BAUDOLINO, DE UMBERTO ECO (A GÊNESE DOS MITOS)

Através do livro Baudolino, de Umberto Eco podemos perceber um possível processo da criação dos mitos. A história se é ambientada para a Idade Média (Séculos XII e XIII) e nela Baudolino, um camponês criado por Frederico I chega em 1204 a Constantinopla que, naquele momento, era invadida pela Quarta Cruzada. Ele conhece Nicetas – um Historiador – e o salva a vida. A partir de então tornam-se amigos e Baudolino passa a contar a sua História. Todavia, Baudolino é um grande mentiroso. A História contém aventura e humor. A história envolve a busca pela terra do Preste João e do Santo Graal, além de criaturas que, segundo as descrições medievais, existiriam no Extremo Oriente, próximas ao Paraíso Terrestre. Baudolino e seus amigos forjam relíquias e criam histórias que acabam por se tornar grandes verdades para as pessoas da época.

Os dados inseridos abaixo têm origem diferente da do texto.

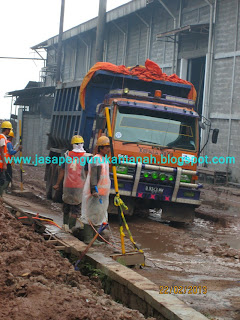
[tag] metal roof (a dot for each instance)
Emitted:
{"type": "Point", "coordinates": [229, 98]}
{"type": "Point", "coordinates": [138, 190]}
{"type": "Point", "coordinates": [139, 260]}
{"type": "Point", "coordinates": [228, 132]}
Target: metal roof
{"type": "Point", "coordinates": [30, 95]}
{"type": "Point", "coordinates": [112, 15]}
{"type": "Point", "coordinates": [194, 28]}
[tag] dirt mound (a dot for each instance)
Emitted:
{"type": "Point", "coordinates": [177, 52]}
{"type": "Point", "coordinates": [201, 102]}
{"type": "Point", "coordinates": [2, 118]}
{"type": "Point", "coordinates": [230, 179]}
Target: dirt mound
{"type": "Point", "coordinates": [37, 283]}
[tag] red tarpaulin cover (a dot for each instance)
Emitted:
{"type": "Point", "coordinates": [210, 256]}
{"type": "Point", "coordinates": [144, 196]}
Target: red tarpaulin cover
{"type": "Point", "coordinates": [150, 72]}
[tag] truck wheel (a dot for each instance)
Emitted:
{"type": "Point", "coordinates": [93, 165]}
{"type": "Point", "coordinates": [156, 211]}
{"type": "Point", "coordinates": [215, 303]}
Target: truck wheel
{"type": "Point", "coordinates": [56, 194]}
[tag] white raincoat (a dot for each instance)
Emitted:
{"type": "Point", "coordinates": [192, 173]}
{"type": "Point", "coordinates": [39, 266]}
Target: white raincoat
{"type": "Point", "coordinates": [92, 209]}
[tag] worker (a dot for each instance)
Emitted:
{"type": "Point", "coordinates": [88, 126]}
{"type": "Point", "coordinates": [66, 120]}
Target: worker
{"type": "Point", "coordinates": [6, 127]}
{"type": "Point", "coordinates": [73, 175]}
{"type": "Point", "coordinates": [96, 190]}
{"type": "Point", "coordinates": [10, 152]}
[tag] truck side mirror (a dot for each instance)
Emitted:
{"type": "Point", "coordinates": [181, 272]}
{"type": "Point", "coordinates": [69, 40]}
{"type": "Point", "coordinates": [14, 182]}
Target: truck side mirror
{"type": "Point", "coordinates": [215, 135]}
{"type": "Point", "coordinates": [100, 121]}
{"type": "Point", "coordinates": [202, 125]}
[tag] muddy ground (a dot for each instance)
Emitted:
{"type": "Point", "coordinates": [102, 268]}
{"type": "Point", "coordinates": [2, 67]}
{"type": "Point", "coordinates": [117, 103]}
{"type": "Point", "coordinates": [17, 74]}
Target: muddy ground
{"type": "Point", "coordinates": [205, 253]}
{"type": "Point", "coordinates": [37, 283]}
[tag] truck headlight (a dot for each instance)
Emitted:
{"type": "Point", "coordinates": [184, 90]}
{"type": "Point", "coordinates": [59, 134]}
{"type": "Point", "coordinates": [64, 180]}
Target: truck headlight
{"type": "Point", "coordinates": [154, 175]}
{"type": "Point", "coordinates": [162, 177]}
{"type": "Point", "coordinates": [146, 174]}
{"type": "Point", "coordinates": [185, 178]}
{"type": "Point", "coordinates": [122, 169]}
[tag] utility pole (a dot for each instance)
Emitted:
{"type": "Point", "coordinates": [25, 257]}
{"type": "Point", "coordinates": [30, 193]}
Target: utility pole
{"type": "Point", "coordinates": [100, 30]}
{"type": "Point", "coordinates": [59, 48]}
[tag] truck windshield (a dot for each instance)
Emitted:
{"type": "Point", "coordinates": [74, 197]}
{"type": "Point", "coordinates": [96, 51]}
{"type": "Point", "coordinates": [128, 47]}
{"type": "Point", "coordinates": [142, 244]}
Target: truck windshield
{"type": "Point", "coordinates": [156, 128]}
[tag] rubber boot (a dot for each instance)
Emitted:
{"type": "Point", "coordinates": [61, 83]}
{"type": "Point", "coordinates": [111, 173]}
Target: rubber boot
{"type": "Point", "coordinates": [88, 233]}
{"type": "Point", "coordinates": [72, 221]}
{"type": "Point", "coordinates": [65, 218]}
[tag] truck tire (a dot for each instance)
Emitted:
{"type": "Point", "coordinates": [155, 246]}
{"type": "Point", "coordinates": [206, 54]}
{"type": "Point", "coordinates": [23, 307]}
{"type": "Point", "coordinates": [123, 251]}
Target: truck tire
{"type": "Point", "coordinates": [56, 194]}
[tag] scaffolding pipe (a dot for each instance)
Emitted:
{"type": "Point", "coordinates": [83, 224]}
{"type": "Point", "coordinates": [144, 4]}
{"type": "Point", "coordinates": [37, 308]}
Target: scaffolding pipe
{"type": "Point", "coordinates": [59, 48]}
{"type": "Point", "coordinates": [124, 42]}
{"type": "Point", "coordinates": [174, 27]}
{"type": "Point", "coordinates": [87, 54]}
{"type": "Point", "coordinates": [100, 30]}
{"type": "Point", "coordinates": [208, 74]}
{"type": "Point", "coordinates": [232, 86]}
{"type": "Point", "coordinates": [148, 36]}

A leitura de Baudolino nos permite algumas reflexões e questionamentos. Por exemplo: de onde vem tudo aquilo que consideramos sagrado? Como foi gestado? Esse status de santidade dado a determinadas coisas ou a determinadas narrativas deve mesmo ser acreditado tão cegamente? Coisas! Podemos atribuir às coisas as mais diversas características. Posso pegar um pedaço de pena e dizer foi usado por Shakespeare na escrita de suas obras, mas essa pena pode ter sido retirada da galinha que comi no almoço. Podemos chamar as coisas com os nomes que bem quisermos. A questão é: haverá gente suficientemente ingênua para acreditar? Baudolino conseguia encontrar essas pessoas ingênuas; conseguiu, dentre outras coisas, quando pegou uma taça de madeira da sua casa e disse se o santo graal.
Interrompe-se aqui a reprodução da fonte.